温かくやわらかい掌の感触に、胸がどくり、騒ぎ始める。
「嘘つき」
右に顔を向けると、すこしだけ怒ったような曖昧な笑顔が、俺を見ている。
「手、こんなに冷たいじゃない」
手の甲のうえ、するりと掌を滑らせて指先が絡み合う。
撫でられる微妙な感触で、頭がくらくらするのは、アルコールが一因だろうか。
「気のせいだろ?」
絡んだ指を一度離して、ポケットを探る。
ことん、ホルダーに買っておいた缶コーヒーを置くと、掌同士が触れ合う形でもう一度指を絡めた。
「ありがと」
「俺が飲みたかったんだよ」
「でも、私の好きなブラック」
「俺も無糖派だっつうの。開ける?」
「ん。お願い」
頷いて、ギアをパーキングから動かそうと右手を近付けた彼女は、不安定な姿勢。
手をほどかずにいてくれるのは、俺と繋がっていたいという彼女の意志だろうか。それが、どうしようもない位に嬉しい。

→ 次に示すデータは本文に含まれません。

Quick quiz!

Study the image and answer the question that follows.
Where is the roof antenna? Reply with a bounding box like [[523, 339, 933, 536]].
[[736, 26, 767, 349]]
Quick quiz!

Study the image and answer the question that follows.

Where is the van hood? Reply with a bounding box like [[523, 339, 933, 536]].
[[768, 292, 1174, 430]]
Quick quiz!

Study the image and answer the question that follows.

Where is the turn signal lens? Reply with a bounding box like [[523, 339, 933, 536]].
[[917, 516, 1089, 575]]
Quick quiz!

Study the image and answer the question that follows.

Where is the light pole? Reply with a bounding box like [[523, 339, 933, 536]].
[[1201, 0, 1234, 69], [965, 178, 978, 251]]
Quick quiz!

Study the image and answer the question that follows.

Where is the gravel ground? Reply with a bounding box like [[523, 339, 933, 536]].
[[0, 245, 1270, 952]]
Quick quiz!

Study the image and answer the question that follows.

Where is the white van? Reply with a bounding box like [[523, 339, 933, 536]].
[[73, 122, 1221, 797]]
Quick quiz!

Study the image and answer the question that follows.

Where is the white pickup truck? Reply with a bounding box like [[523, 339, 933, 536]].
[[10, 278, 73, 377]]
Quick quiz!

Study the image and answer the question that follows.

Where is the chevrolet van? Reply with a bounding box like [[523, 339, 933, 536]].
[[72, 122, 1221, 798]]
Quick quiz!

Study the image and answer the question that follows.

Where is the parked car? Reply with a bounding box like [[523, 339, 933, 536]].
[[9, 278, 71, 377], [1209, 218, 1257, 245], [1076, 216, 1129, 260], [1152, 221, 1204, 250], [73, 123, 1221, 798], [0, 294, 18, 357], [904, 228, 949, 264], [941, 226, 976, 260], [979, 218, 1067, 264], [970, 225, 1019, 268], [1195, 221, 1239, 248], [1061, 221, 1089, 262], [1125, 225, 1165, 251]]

左手を俺に預けたまま、身をよじるようにこちらを向いた姿に、何故だか妙に煽られて。
あいていた左手で、彼女の右手を包み込む。
「何…?」
「……」
「シカ、 そんなことされたら運転出来ないんだけど」
タイトスカートから覗く膝頭の細さと、すこしだけ捲れ上がった裾。
ストッキング越しの太腿は、触れなくても分かるほど滑らかで。
困ったように寄せられた眉根が、やけに官能的に見える。
「酔ってるの?」
「いや」
呼気の匂いを嗅ぐ為に近寄せられた無防備な顔、ちいさく傾げられた首。
尖らせたくちびるの下で、窪みを浮かばせる鎖骨。
これが煽りでなくて、何だというんだろう。
「そう、だよね。そんなに酔ってるようには見えないし」
「 だろ?」
「うん。でも、」
彼女は意味深に、ふわりと微笑んで、甘い吐息が唇にかかる。
「んだよ?」
「いつもよりちょっとだけ目付きが和らいで、なんだか色っぽい」
「……っ!?」
ったく、急に何言ってんだよ。
ただでさえアルコールで緩んだ理性を、会社の前だからって理由で抑えてんのに。
というか
こんなトコ誰かに見られたら、あとでどんなに冷やかされるか。特に不知火さんなんかだと、マジでやべぇ。
そう思いながらも、両手を解けなくて。
できることなら、お前が無理矢理に俺から擦り抜けるまで、こうしていたかった。
「そういえばね」
「ああ」
相変わらず俺に両手を繋がれたまま、彼女は淡々とした調子で言葉を紡ぐ。
「さっき遠くから見たシカマルの立ち姿、」
「……(頼むからこれ以上変なこと言ってくれるなよ)」
なにかを思い出すように窓の外へ視線を走らせると、彼女はもう一度微笑んで。
――その顔、すげぇ好き。
どくり、心臓が一際激しく跳ねて、鳩尾がきゅっと詰まる。
「見慣れないからか、すごく格好良かった」
――…駄目だ、もう。
つづく台詞に、ぐらぐらと心の芯が揺らいだ。
「お前さ、」
「なに?」
かちゃり、締めたばかりのシートベルトを手早く外す。
「それって、わざと?」
「え?」
不思議そうな顔の彼女を引き寄せて、見開かれた双眸を見つめる。
ふっ、ため息を吐き出して。
奪うように一度だけ唇を塞ぐ。
「わざとでも無意識でも、もう関係ねぇけどな」
「シカ…?」
前髪を掻きあげ、額にそっとキスをして。
不自然な姿勢のまま華奢な身体を抱き締めると、肩に顔を埋めた。